Partiarische Vergütung ein unzulässiger Vorteil
Aus Sicht von Elmar Mand sind diese Unsicherheiten aber nicht allzu problematisch, da es das Makelverbot als viel passendere Vorschrift gibt. § 11 Abs. 1a ApoG verbietet das kommerzielle Makeln von Rezepten mit dem Ziel, die freie Apothekenwahl zu schützen und Verwerfungen im Apothekenmarkt zu verhindern, die die flächendeckende Versorgung gefährden könnten. Es richtet sich an „Dritte“ (also nicht an die Inhaber einer Apothekenbetriebserlaubnis oder deren Personal), die (E-)Rezepte (und Token) sammeln, weiterleiten oder vermitteln. Das ist unzulässig, wenn sie dafür einen Vorteil fordern, sich versprechen lassen, annehmen oder gewähren. Die Vorschrift ist sehr weit gefasst – geht man rein nach dem Wortlaut, wäre schon der Rezepttransport durch die Post verboten. Und auch die Tätigkeiten der Apotheken-Plattformen wären umfassend erfasst. Dass es da verfassungsrechtliche Bedenken gibt, liegt auf der Hand. Doch Mand hat eine einschränkende Auslegung parat, mit der sich diese Probleme umschiffen lassen könnten. So sollten nur Handlungen erfasst sein, die die berufs- oder gewerbsmäßige Beeinflussung des Weges von Rezepten von der Praxis in die Apotheke zum Gegenstand haben – damit wäre die Post aus dem Schneider.

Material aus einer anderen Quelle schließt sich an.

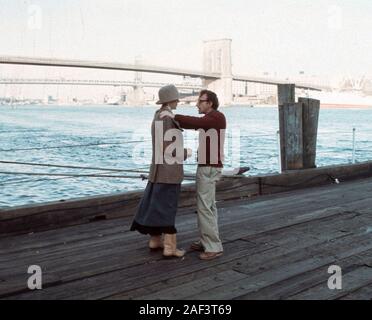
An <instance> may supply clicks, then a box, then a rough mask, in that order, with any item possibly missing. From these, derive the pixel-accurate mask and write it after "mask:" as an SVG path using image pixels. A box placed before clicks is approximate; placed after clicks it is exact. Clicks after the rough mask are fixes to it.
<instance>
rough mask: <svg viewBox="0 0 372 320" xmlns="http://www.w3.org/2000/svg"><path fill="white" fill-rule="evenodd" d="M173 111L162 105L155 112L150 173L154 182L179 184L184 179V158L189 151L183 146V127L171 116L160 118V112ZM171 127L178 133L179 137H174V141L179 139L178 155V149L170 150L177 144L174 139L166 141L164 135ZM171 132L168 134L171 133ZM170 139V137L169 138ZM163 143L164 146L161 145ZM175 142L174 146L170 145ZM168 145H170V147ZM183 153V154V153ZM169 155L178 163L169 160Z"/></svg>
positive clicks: (172, 128) (150, 166)
mask: <svg viewBox="0 0 372 320" xmlns="http://www.w3.org/2000/svg"><path fill="white" fill-rule="evenodd" d="M165 110H167V111H170V112H172V111H171V109H170V108H169V107H161V108H160V109H159V110H157V111H156V112H155V115H154V119H153V121H152V124H151V137H152V160H151V166H150V173H149V181H150V182H152V183H167V184H179V183H181V182H182V180H183V160H185V159H186V154H187V151H186V149H184V148H183V136H182V129H181V128H180V127H179V125H178V123H177V122H176V121H174V120H173V119H171V118H169V117H164V118H163V119H161V118H160V112H162V111H165ZM169 129H176V131H174V130H173V131H172V132H175V133H177V139H175V138H174V137H173V141H177V147H178V150H179V151H180V152H178V153H179V154H178V155H177V157H175V156H176V150H174V148H173V152H172V153H171V152H169V150H171V149H172V146H174V147H175V146H176V144H175V143H174V144H173V142H172V141H165V139H164V138H165V137H164V135H165V134H166V132H167V131H168V130H169ZM170 133H171V132H169V133H168V134H170ZM167 140H169V137H168V139H167ZM161 144H163V147H162V146H161ZM171 144H173V145H172V146H170V145H171ZM168 146H170V147H169V148H168ZM181 153H182V154H181ZM169 157H171V158H172V159H173V161H175V160H177V163H171V162H169Z"/></svg>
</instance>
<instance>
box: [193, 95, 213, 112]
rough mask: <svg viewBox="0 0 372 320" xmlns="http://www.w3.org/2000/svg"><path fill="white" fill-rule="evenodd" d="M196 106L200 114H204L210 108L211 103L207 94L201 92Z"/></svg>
mask: <svg viewBox="0 0 372 320" xmlns="http://www.w3.org/2000/svg"><path fill="white" fill-rule="evenodd" d="M196 106H197V107H198V109H199V113H200V114H205V113H208V112H209V111H210V110H211V108H212V103H211V102H210V101H208V96H207V95H206V94H203V95H202V96H200V97H199V99H198V101H197V103H196Z"/></svg>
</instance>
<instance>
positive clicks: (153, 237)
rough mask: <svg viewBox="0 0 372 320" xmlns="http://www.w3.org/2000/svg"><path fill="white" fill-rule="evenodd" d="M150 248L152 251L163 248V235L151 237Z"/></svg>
mask: <svg viewBox="0 0 372 320" xmlns="http://www.w3.org/2000/svg"><path fill="white" fill-rule="evenodd" d="M149 248H150V250H151V251H158V250H162V249H163V242H162V239H161V235H159V236H151V237H150V240H149Z"/></svg>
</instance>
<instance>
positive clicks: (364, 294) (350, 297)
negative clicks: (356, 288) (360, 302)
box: [339, 283, 372, 300]
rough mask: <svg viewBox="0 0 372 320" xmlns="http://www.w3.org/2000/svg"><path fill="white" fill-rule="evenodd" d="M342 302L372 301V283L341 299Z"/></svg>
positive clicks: (346, 295)
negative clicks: (354, 301)
mask: <svg viewBox="0 0 372 320" xmlns="http://www.w3.org/2000/svg"><path fill="white" fill-rule="evenodd" d="M339 299H340V300H372V283H370V284H368V285H366V286H364V287H361V288H359V289H357V290H355V291H353V292H350V293H349V294H347V295H345V296H342V297H341V298H339Z"/></svg>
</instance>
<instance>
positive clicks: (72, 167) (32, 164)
mask: <svg viewBox="0 0 372 320" xmlns="http://www.w3.org/2000/svg"><path fill="white" fill-rule="evenodd" d="M0 163H6V164H17V165H25V166H39V167H56V168H68V169H86V170H100V171H111V172H139V173H146V172H147V171H143V170H141V169H140V168H136V169H126V170H125V169H114V168H98V167H81V166H64V165H58V164H49V163H34V162H17V161H0Z"/></svg>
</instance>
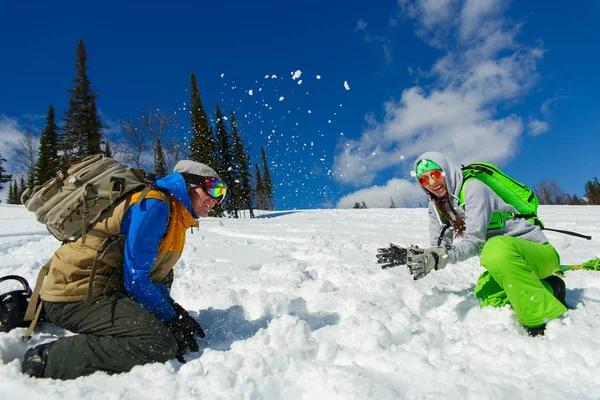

Bleibt die Frage, wann ein „Vorteil“ anzunehmen ist. Dieser sei nicht schon darin zu sehen, dass die Plattform überhaupt ein Nutzungsentgelt erhalte – das würde jedes Plattformmodell ausschließen. Maßgebend ist aus Mands Sicht vielmehr, ob gerade für den steuernden Einfluss des Dritten auf dem Weg von Rezepten zur Apotheke ein Entgelt zu zahlen ist oder nicht. Ein glasklares Kriterium sei das leider nicht, aber es sei sachgerecht für die Auslegung im Einzelfall. Dazu müsse man die konkreten Nutzungsbedingungen und Transaktionsregelungen betrachten. Ein unzulässiger Vorteil ist für Mand beispielsweise eine partiarische Vergütung, die an die Anzahl der durchgeführten Transaktionen und damit an die Umsatzgröße knüpft. Denn hier werde nicht für die Dienstleistung gezahlt, an der Plattform teilhaben zu können. Eine von der Zahl der Vermittlungen unabhängige Nutzungsgebühr sieht Mand demgegenüber nicht als relevanten Vorteil. Eine Ausnahme könnte vorliegen, wenn besonders hohe Vergütungen bezahlt werden, die nicht durch die Bereitstellung der technischen Infrastruktur, sondern nur als Erfolgsprovision erklärbar seien.
Letztlich agieren Apothekenplattformen in einem rechtlichen Minenfeld. Es bleibt abzuwarten, wie sich die Rechtsprechung auf diesem Gebiet und insbesondere zum neuen Makelverbot entwickelt.